Slashdot Mirror


Saying 'No' to an Executable Internet

Dylan Knight Rogers writes "Applications are constantly being ported for usage on the Internet - either for a viable escape from expensive software, or because it's often helpful to have an app that you can access from anywhere. Operating systems that run from the Web will be a different story."

10 of 306 comments (clear)

  1. Forget it by BadDoggie · · Score: 4, Insightful

    We gave up on the idea of centralised systems a long time ago with good reason. I remember coding COBOL on 3270s which had to connect to some computer center elsewhere. Can't connect? Can't work.

    Local apps give us a lot of freedom. It might be nice to be able to also have such a centralised system available, but even with access on planes, there are always times and places you'll be cut off.

    woof.

  2. Anyone RTFA? by MyLongNickName · · Score: 4, Insightful

    Sheesh. This was more a "Microsoft Suck0rs, Linux RULZ" article. Very little in the way of actual content and analysis. How did something like this make it on Slashdot? Ooops never mind

    --
    See my journal for slashdot ID's by year. Mine created in 2005. http://slashdot.org/journal/289875/slashdot-ids-by-year
  3. Yawn, we've been doing this for 15+ years by DrSkwid · · Score: 4, Insightful

    plan9 boots across the internet since forever, the networked file system is delightful, none of this NFS idiocy.

    I was horrified when I went back to set up networking booting in Un*xville, yes, horrified. "These people are dumb, not the terminals" is about the most polite I could be about the state of "the network IS the computer".

    --
    There are places where the networks are not touching,and there are places where they are-Boeing's Lori Gunter
  4. This article is one big troll. by Vellmont · · Score: 4, Insightful

    Strangely I thought I was going to read an article about operating systems that run from the web (whatever that means). So I happily click on the article and start reading, wondering what an internet executable operating system is. Ok, history of windows, vast over-simplifications.. read read read.. but yet still no content. Turns out, there really is no content.
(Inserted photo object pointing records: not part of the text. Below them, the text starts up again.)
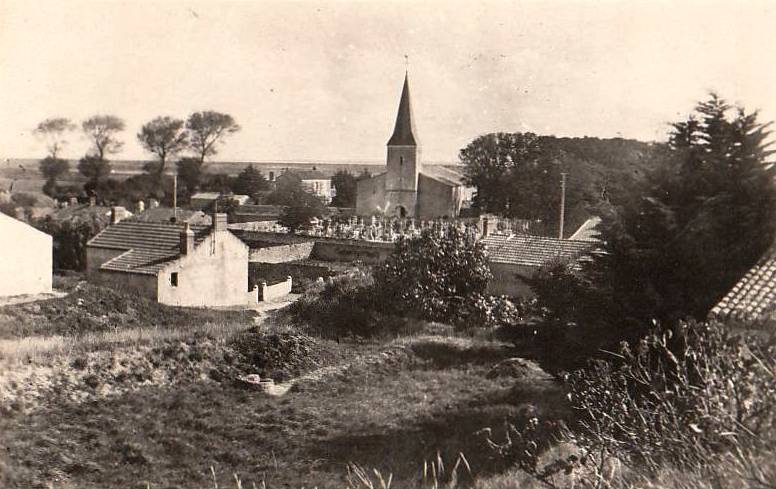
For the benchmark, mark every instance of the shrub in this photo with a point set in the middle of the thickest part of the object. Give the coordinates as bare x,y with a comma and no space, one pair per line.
437,276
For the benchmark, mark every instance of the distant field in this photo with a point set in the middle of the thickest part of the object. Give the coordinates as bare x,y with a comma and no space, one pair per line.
24,174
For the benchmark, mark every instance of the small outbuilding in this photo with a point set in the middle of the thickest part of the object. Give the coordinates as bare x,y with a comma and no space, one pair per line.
172,263
26,262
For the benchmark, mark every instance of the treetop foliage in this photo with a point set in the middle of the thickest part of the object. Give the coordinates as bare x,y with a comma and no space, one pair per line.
102,130
206,129
674,242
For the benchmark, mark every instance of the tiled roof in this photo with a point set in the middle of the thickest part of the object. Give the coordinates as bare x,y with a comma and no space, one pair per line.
165,214
754,296
146,262
130,234
587,231
527,250
149,246
442,174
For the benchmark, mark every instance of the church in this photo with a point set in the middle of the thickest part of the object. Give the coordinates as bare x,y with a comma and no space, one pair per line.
406,188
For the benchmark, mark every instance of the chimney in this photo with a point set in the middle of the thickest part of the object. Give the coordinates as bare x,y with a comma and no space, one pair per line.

    Taco, you should be embarrassed for posting the article. There's nothing here but a bad rant about how Windows is a terrible OS, and microsoft sucks. You may agree or disagree with that statement, but rants against Windows aren't news.

    --
    AccountKiller
  5. Worst Article EVER by pyite · · Score: 4, Insightful

    This is the worst article ever linked to on Slashdot. I'd tell you read it and see for yourself, but I really don't want to put anyone else through that experience. Can I have my five minutes back?

    --

    "Nature doesn't care how smart you are. You can still be wrong." - Richard Feynman

  6. Re:The Point? by Tim+Browse · · Score: 5, Insightful
    I think this is the kind of attitude that people are annoyed by. Receiving criticism with "Yeah, I make mistakes, but that's because I'm so 1337z0rs that I type at 89wpm!" is not really going to cut it. Because if nothing else, if that's the case, then, hey, guess what, you can't type at 89wpm! To paraphrase Gerald Weinberg, I can type at 120wpm if I don't have to get the words right.

    And they're not English instructors - some posters can just speak English and find mistakes glaring and detract from the message (see Marshall McLuhan). But go ahead with your arrogant responses. It just makes it easier for the rest of us to filter you out.

    People will mostly accept honest mistakes. When the offender instead tries to make out that their mistakes aren't mistakes at all, for whatever reason, when clearly they are, this is what tries people's patience.

  7. This article misses the point. by nesabishii · · Score: 3, Insightful

    First let me point out a few odd statements in this article:

    "factors that Microsoft paid little to no attention to and still don't today would be gaming consoles..."

    The X-Box and the X-Box 360? Microsoft put billions of dollars into those gaming consoles.

    "As experience tells us, 'easily used' operating systems such as Windows are notorious for poor security..."

    What about Apple's Unix-based OS X? That's often considered easier to use than Windows for new computer users.

    "resulting in a poorly designed operating platform and ignorant users who don't know the difference between WEP and WPA..."

    It seems like he's arguing that the users of an operating system determine the quality of that operating system.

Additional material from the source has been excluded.